I saw a tweet the other day that seemed like the Ontario Energy Industry would be addressing an issue of interest to me:
#ELECTRICITY RATES: WHERE DO WE GO FROM HERE?
— Ontario Energy Association (OEA) (@energyontario) April 23, 2020
Turns out it was a lot less interesting than I thought.
My quick scan of the OEA’s “Help those who need help” paper finds little I agree with presented from a perspective that is foreign to me – and yet I agree with the action option they steer people to agree with:
OPTION 3: PHASE OUT ELECTRICITY COST REFINANCING SUBSIDIES
This option is the lowest cost option for provincial taxpayers. It would see bills remain stable, increasing by about 1.5% more than inflation each year until such time as electricity bills cover system costs. This option would result in electricity bills for Ontarians that are, on average, 13% below the cost plan inherited by the government, exceeding the government’s commitment.
I’m pretty sure the current Premier campaigned on actual cost controls, and not more interesting accounting – not that accounting is useless.

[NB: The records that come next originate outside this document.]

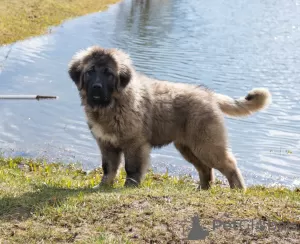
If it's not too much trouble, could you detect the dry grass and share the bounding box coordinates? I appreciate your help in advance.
[0,157,299,243]
[0,0,120,45]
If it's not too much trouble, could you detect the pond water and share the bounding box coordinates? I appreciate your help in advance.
[0,0,300,188]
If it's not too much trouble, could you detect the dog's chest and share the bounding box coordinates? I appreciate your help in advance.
[90,123,118,145]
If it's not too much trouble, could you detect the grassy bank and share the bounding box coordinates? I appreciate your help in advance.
[0,157,299,243]
[0,0,120,45]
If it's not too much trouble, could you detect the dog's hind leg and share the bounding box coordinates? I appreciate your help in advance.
[174,142,214,190]
[217,151,246,190]
[192,145,246,190]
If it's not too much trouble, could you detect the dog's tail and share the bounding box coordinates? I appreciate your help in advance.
[214,88,272,117]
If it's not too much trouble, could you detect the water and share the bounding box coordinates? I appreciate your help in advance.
[1,0,300,188]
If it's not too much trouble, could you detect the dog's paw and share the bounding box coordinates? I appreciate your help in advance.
[92,183,102,190]
[124,177,140,188]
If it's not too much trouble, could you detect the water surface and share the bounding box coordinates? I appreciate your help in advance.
[1,0,300,188]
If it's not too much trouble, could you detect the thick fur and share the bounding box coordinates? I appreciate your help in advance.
[68,45,272,190]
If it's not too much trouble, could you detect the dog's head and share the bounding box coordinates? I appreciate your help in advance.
[68,46,132,109]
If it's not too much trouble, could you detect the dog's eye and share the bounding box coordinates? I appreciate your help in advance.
[86,66,95,76]
[103,67,114,80]
[103,67,110,75]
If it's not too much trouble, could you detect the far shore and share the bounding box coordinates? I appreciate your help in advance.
[0,0,120,45]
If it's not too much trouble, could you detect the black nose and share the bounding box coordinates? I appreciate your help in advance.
[92,83,102,90]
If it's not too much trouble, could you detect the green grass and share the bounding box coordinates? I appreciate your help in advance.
[0,0,120,45]
[0,157,299,243]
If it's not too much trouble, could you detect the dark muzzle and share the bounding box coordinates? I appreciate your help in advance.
[89,83,110,107]
[91,83,103,100]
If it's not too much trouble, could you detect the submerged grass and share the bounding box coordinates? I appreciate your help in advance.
[0,157,299,243]
[0,0,120,45]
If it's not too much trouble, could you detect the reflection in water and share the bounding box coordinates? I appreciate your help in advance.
[0,0,299,188]
[114,0,174,46]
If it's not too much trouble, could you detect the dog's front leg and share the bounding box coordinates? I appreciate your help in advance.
[94,140,123,188]
[124,143,151,187]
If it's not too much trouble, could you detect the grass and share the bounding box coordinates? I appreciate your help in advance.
[0,157,299,243]
[0,0,120,45]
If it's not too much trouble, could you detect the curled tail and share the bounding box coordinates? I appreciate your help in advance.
[215,88,272,117]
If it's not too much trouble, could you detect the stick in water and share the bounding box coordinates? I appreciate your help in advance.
[0,95,58,100]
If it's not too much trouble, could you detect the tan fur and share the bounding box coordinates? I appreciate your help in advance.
[90,123,118,146]
[214,88,271,117]
[68,45,272,190]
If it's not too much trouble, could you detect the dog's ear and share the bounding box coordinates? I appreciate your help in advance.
[68,48,92,88]
[68,58,82,85]
[118,64,132,90]
[109,48,133,91]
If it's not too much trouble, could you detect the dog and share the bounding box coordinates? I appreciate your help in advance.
[68,45,271,190]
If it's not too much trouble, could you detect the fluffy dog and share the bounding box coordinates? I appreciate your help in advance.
[68,45,271,190]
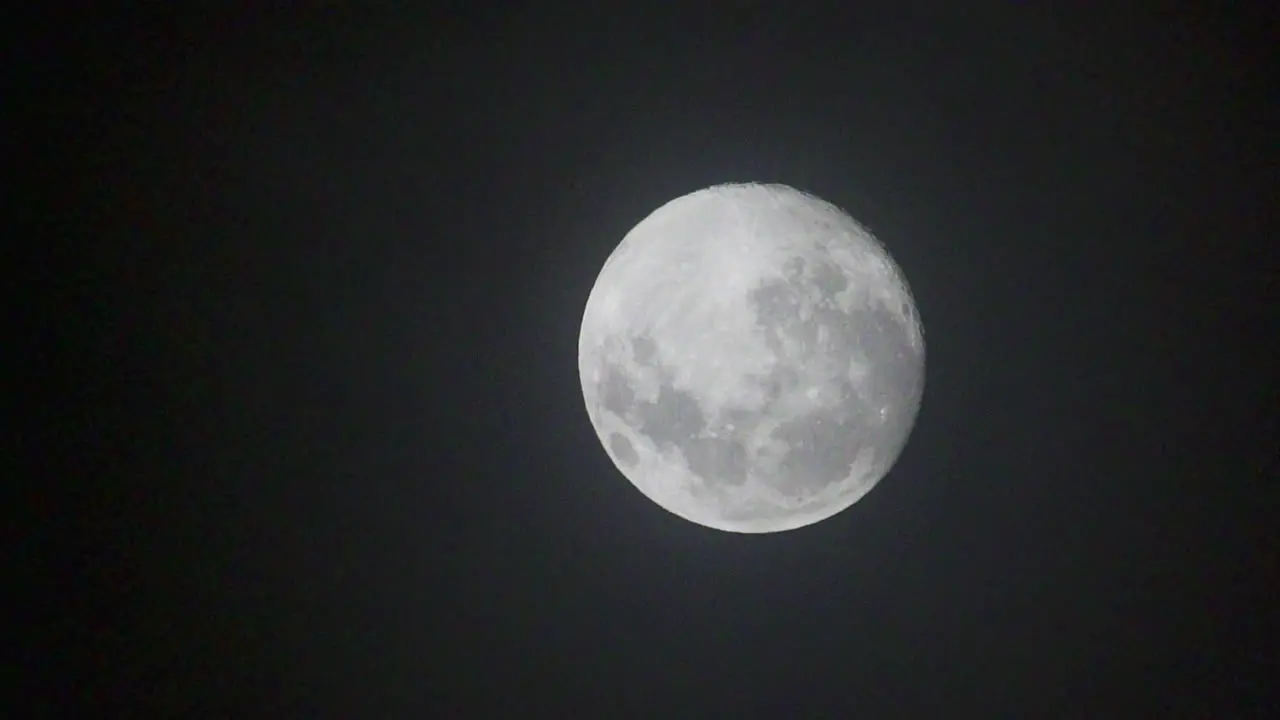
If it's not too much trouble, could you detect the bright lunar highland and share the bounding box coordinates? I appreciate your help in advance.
[578,183,925,533]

The industry perspective that sees cost savings as raising consumer rates above inflation deserves to, at least, have it’s historical presentation challenged.
Since the OEA’s paper goes back to Bob Rae’s rate freeze – after some big rate hikes once Darlington’s reactors entered service early in the 1990’s – lets quickly review how much of today’s so-called “electricity price mitigation programs” are actual costs to the government due to electricity.
Before Bob Rae’s NDP government killed the “Power at Cost” principle that guided Ontario during the heyday of its public provider (Ontario Hydro), Ontario’s electricity wasn’t meant to make government’s a profit, and it wasn’t subject to taxes.
It seems impossible a paper would cite rebating the provincial portion of the HST as a subsidy one year while ignoring it had only been subject to that tax for a single year (when the Provincial Sales Tax was merged with the federal GST).
Similarly, Ontario Power Generation (OPG) – the generator remnant of Ontario Hydro – has been driving rate increases in Ontario in the past 18 months, and reaping great profits doing so: $1.1 billion in 2019. Hydro One (the transmission and distribution remnant) had traditionally been the greater revenue generator – but trailed behind in 2019.
About $3 billion of that $5.5 billion wouldn’t have been costs in days gone by.
Is electricity itself the reason for costly programs to help poor people, rural and remote people, industries in the struggling north, and the first numbered nations?
I don’t think so. Programs were instigated through electricity rates instead of being rightly paid for with taxes – and now get counted as electricity subsidies!
That’s another half a billion dollars – and there’s more areas where electricity sector revenues are used as taxation: like the Industrial Conservation Initiative where public sector entities can transfer their costs onto small consumers (who in turn get subsidized by government).
Anyway… none of this is what I try to write about. My most recent post at my main Cold Air blog is intended to avoid unnecessary costs being added to the system – and many posts I write count up the unnecessary costs that have already been added.
OccasionallyI’ve offered thoughts on how to reduce costs.
I can see why the OEA, which claims to “represent Ontario’s energy leaders that span the full diversity of the energy industry,” would suggest money could be saved by raising the rates on small consumers, but – despite agreeing with their “Option 3” – can’t see why anybody would treat a report that ignores actual costs as credible.